4 Controversial Documentary Series Premiering in 2017


1. American Playboy: The Hugh Hefner Story

The 13-episode “American Playboy: The Hugh Hefner Story” will debut on Amazon Prime Video in the United States, United Kingdom, Germany, Austria and Japan in 2017. The film combines 17,000-plus hours of archival footage, Hefner’s collection of more than 2,600 scrapbooks and “never-before-told” stories from first-person interviews.

In addition to being the founder of the Playboy empire, Hefner was a lifelong champion of civil rights. 

“I felt from a very early age that there were things in society that were wrong, and that I might play some small part in changing them,” Hefner said. He turned 90 this year. 

2. Time: The Kalief Browder Story

"Time: The Kalief Browder Story" chronicles the tragic life of a young man who spent three years in Rikers Island Correctional Center, despite never being convicted. The six-part documentary airs on Spike beginning March 1 at 10pm  EST and was produced by Jay Z and Harvey Weinstein.

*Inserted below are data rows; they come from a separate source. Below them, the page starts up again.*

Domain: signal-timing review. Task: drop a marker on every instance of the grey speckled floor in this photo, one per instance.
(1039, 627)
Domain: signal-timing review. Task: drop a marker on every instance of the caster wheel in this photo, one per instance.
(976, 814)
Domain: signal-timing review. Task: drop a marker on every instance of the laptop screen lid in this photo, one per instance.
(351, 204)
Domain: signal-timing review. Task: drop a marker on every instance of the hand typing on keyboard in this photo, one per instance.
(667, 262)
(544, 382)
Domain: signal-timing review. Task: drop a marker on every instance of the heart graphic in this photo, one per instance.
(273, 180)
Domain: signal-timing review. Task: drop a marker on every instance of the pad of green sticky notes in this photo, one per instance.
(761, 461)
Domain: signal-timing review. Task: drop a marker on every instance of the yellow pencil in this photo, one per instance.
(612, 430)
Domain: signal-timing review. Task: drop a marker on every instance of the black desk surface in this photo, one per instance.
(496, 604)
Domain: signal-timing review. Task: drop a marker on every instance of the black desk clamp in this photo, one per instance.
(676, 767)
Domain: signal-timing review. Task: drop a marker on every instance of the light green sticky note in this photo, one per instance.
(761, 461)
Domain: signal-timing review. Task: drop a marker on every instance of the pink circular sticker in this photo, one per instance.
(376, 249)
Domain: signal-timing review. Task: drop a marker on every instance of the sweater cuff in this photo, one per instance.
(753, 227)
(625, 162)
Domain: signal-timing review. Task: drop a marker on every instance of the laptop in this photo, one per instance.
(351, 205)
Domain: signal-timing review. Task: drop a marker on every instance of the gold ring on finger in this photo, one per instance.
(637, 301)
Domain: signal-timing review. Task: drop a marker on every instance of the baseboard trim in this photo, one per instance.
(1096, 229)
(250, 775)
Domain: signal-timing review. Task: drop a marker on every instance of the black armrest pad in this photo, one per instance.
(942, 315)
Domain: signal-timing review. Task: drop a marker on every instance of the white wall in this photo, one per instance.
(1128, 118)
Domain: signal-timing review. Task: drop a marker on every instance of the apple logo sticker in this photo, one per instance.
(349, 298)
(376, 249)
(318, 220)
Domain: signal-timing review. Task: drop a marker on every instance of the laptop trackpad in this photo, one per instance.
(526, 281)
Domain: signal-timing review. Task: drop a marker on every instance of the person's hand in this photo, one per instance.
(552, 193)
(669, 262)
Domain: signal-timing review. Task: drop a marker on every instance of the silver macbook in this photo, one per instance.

"We're the voice,"Jay-Z said about the series in a press conference in October. "We're society. We effect change. We can change everything.... Our voices are stronger than ever. If everyone in this room is like, 'I don't agree with this happening to a 16-year-old,' then it won't happen again. It's that simple."

3. The Vietnam War

Legendary documentary filmmaker Ken Burns retells the story of the Vietnam War in a 360-degree narrative accompanied by testimonials of nearly 100 witnesses.

"There was no way we could avoid telling this story. Wars are so extraordinarily revealing. Obviously the worst of humanity, but as it turns out, the best of humanity," Burns said. "This film is not an answer, but a set of questions about what happened," he added. 

"The Vietnam War" airs in September 2017.

4. The Fate We Make

"The Fate We Make" began when director John Filson joined the Filmmaker Fellowship program at Docs in Progress in Silver Spring, Maryland. The six-part series follows an Iraqi refugee family during their first year of resettlement in America.

"I first met this family in 2007 when I was working in northern Iraq as a relief worker for Mennonite Central Committee," Filson said in a director's statement. "And when I learned a few years later that they would be resettled to Silver Spring, Maryland, not far from where I live, I was thrilled."